11

Şimdi onlara sor: Buradaki hitap, Hazret-i Peygamberedir. ”Onlar" ifadesinden de Mekke müşrikleri kastedilmiştir. Fetva, müşkil olan hükümleri açıklamaktır. Âyette ”sor" diye tercüme edilen ”istiftâ" kelimesi ise burada haber vermesini istemek anlamındadır. Nitekim bu kelime Kehf Sûresi'nin 22. âyetinde de bu anlamda kullanılmıştır. Âyetin anlamı şöyledir: ”Onlar hakkında kimseden bir şey sorma." Yine âyet-i kerimede sormadan kasıt, soru sorma değil, aksine azarlamaktır. Buna göre anlam şöyledir: ”Ey Rasûlüm Muhammed! Mekke'li müşrikleri azarlayarak delil getirmeleri için onlara sor bakalım:"
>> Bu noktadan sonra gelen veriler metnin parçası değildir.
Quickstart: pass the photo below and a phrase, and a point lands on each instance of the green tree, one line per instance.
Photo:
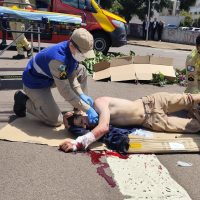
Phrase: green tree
(185, 4)
(188, 21)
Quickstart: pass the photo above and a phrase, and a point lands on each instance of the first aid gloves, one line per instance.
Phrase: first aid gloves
(87, 99)
(92, 116)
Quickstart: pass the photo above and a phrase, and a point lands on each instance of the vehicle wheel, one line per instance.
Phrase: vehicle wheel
(101, 42)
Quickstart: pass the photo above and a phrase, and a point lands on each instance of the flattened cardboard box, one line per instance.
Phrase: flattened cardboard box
(164, 143)
(102, 69)
(143, 68)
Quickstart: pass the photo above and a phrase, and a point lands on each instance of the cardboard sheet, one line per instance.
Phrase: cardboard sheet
(164, 143)
(31, 130)
(137, 68)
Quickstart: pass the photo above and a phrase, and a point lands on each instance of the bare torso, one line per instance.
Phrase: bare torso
(124, 112)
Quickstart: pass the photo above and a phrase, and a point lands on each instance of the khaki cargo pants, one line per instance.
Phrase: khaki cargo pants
(21, 41)
(158, 108)
(42, 105)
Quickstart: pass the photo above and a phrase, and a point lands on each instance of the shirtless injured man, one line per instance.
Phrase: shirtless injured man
(154, 112)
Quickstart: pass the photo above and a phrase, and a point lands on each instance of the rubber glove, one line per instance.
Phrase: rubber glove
(92, 116)
(87, 99)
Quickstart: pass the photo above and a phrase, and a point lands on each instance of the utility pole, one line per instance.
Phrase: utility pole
(148, 20)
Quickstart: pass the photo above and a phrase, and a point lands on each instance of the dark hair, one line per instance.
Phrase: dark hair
(74, 129)
(198, 40)
(70, 119)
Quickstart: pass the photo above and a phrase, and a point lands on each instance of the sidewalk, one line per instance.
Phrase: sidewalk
(161, 45)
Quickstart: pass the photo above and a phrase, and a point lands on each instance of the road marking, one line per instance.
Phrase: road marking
(144, 177)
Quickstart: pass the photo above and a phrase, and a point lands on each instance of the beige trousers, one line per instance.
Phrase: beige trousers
(158, 108)
(21, 41)
(42, 105)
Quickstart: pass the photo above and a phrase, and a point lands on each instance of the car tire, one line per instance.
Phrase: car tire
(101, 42)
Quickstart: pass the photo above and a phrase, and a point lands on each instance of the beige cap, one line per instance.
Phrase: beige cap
(83, 41)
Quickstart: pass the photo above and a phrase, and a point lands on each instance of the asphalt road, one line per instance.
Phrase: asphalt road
(30, 171)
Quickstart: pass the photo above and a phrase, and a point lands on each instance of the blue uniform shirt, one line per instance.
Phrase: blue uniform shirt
(37, 73)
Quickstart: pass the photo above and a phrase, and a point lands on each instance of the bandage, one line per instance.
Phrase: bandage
(82, 142)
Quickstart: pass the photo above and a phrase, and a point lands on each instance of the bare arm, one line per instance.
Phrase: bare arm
(101, 105)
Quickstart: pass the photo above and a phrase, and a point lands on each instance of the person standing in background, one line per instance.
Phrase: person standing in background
(193, 69)
(21, 42)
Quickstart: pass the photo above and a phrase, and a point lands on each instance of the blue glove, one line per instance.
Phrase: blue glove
(87, 99)
(92, 116)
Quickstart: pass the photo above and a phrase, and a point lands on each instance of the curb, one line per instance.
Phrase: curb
(180, 49)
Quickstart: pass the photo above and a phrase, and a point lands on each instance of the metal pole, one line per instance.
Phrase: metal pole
(32, 40)
(148, 20)
(38, 38)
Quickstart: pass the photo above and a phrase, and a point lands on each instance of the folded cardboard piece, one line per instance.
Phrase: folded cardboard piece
(164, 143)
(134, 68)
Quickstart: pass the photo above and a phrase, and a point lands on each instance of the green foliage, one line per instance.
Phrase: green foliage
(185, 4)
(188, 21)
(159, 79)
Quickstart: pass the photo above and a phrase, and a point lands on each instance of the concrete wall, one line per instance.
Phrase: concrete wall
(169, 35)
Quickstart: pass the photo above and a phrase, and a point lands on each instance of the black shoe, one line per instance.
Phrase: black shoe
(18, 57)
(29, 53)
(19, 107)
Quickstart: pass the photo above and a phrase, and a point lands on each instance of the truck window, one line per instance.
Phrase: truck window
(80, 4)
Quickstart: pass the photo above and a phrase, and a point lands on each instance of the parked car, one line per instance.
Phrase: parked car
(194, 29)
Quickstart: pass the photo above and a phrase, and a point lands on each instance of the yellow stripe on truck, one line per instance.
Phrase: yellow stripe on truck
(107, 13)
(102, 19)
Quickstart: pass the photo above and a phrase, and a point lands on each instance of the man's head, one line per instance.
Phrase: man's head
(198, 43)
(81, 44)
(76, 120)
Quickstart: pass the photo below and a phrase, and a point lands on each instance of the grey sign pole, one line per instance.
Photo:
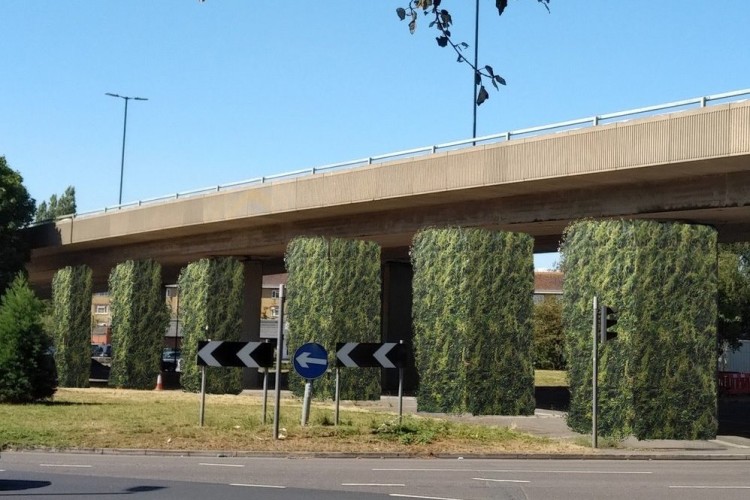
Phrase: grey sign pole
(595, 376)
(203, 394)
(279, 351)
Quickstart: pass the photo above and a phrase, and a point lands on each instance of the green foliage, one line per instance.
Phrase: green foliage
(472, 321)
(27, 369)
(549, 336)
(657, 379)
(334, 296)
(210, 308)
(16, 211)
(734, 294)
(139, 320)
(442, 20)
(57, 207)
(71, 302)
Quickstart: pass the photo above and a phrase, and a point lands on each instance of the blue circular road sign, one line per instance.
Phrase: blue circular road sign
(310, 360)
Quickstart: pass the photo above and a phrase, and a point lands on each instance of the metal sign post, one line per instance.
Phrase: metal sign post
(595, 376)
(279, 347)
(203, 394)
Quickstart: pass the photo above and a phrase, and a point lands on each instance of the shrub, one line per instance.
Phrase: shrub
(472, 321)
(27, 368)
(71, 325)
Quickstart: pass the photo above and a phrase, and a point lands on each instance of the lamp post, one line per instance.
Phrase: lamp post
(124, 130)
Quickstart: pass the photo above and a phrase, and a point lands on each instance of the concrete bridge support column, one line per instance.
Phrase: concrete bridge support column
(396, 321)
(251, 315)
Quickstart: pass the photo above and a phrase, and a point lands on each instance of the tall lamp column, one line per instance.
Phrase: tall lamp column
(124, 130)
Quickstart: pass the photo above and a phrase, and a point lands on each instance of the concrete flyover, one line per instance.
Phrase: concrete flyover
(691, 165)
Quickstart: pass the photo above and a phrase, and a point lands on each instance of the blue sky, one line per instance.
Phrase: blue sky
(239, 89)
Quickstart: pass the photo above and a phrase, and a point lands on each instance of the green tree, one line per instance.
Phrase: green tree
(16, 211)
(211, 308)
(27, 369)
(549, 336)
(734, 294)
(472, 313)
(71, 314)
(57, 207)
(139, 319)
(442, 20)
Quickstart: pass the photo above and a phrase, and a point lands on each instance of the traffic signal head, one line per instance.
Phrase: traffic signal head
(607, 321)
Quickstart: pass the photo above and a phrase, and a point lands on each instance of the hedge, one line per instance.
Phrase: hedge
(472, 309)
(71, 325)
(657, 379)
(139, 320)
(334, 296)
(211, 298)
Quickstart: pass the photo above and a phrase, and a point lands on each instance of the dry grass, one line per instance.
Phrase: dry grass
(169, 420)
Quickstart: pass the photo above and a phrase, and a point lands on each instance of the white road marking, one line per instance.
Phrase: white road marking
(373, 484)
(258, 485)
(418, 496)
(518, 471)
(221, 465)
(500, 480)
(66, 465)
(712, 487)
(731, 445)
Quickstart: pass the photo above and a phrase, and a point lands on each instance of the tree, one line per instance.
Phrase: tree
(57, 207)
(27, 369)
(139, 320)
(71, 297)
(442, 22)
(549, 336)
(16, 211)
(734, 294)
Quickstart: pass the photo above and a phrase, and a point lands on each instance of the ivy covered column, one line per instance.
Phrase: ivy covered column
(657, 379)
(472, 321)
(251, 297)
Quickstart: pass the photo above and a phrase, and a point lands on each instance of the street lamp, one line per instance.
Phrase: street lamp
(124, 129)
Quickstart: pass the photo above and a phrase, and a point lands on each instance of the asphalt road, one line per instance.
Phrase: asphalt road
(28, 474)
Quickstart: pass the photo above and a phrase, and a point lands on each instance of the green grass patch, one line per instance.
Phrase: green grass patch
(169, 420)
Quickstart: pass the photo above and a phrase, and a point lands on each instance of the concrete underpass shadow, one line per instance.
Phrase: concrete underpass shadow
(733, 411)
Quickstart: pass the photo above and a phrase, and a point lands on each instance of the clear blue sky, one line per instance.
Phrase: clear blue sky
(239, 89)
'Yaratılışça kendileri mi daha çetin bünye bakımından daha sağlam;

yoksa Bizim yarattıklarımız melekler, gök, yer ve bu ikisi arasında bulunanlar, doğular, yıldızlar, yakıcı alevler ve azgın şeytanlar

mı?' Gerçekten Biz onları yani onların ataları olan Âdem’i

bir cıvık, içinde kum taneleri olmayan yapışkan

çamurdan yarattık.

Âyet-i kerimede hedeflenen, âhireti isbat etmek, müşriklerin söz konusu hayatı mümkün görmemelerini reddetmektir. Bunun izahı şöyledir: Âhireti mümkün görmemek, ya maddenin yeniden meydana gelmeye müsait olmadığından olur -ki, onların asıl maddesi su ve topraktan müteşekkil cıvık çamurdur ve bu iki unsur ölümsüzdür ve daima birleşebilir.- ya da Yaratıcı'nın buna gücü olmamasıdır. Bu ise batıldır. Çünkü bu muazzam şeyleri yaratabilen, insanı da yaratabilir ve onu yeniden var edebilir. Özellikle ilk yaratılışları yapışkan çamurdan olan insanları da... O'nun gücü zatına mahsus olup değişikliğe uğramaz.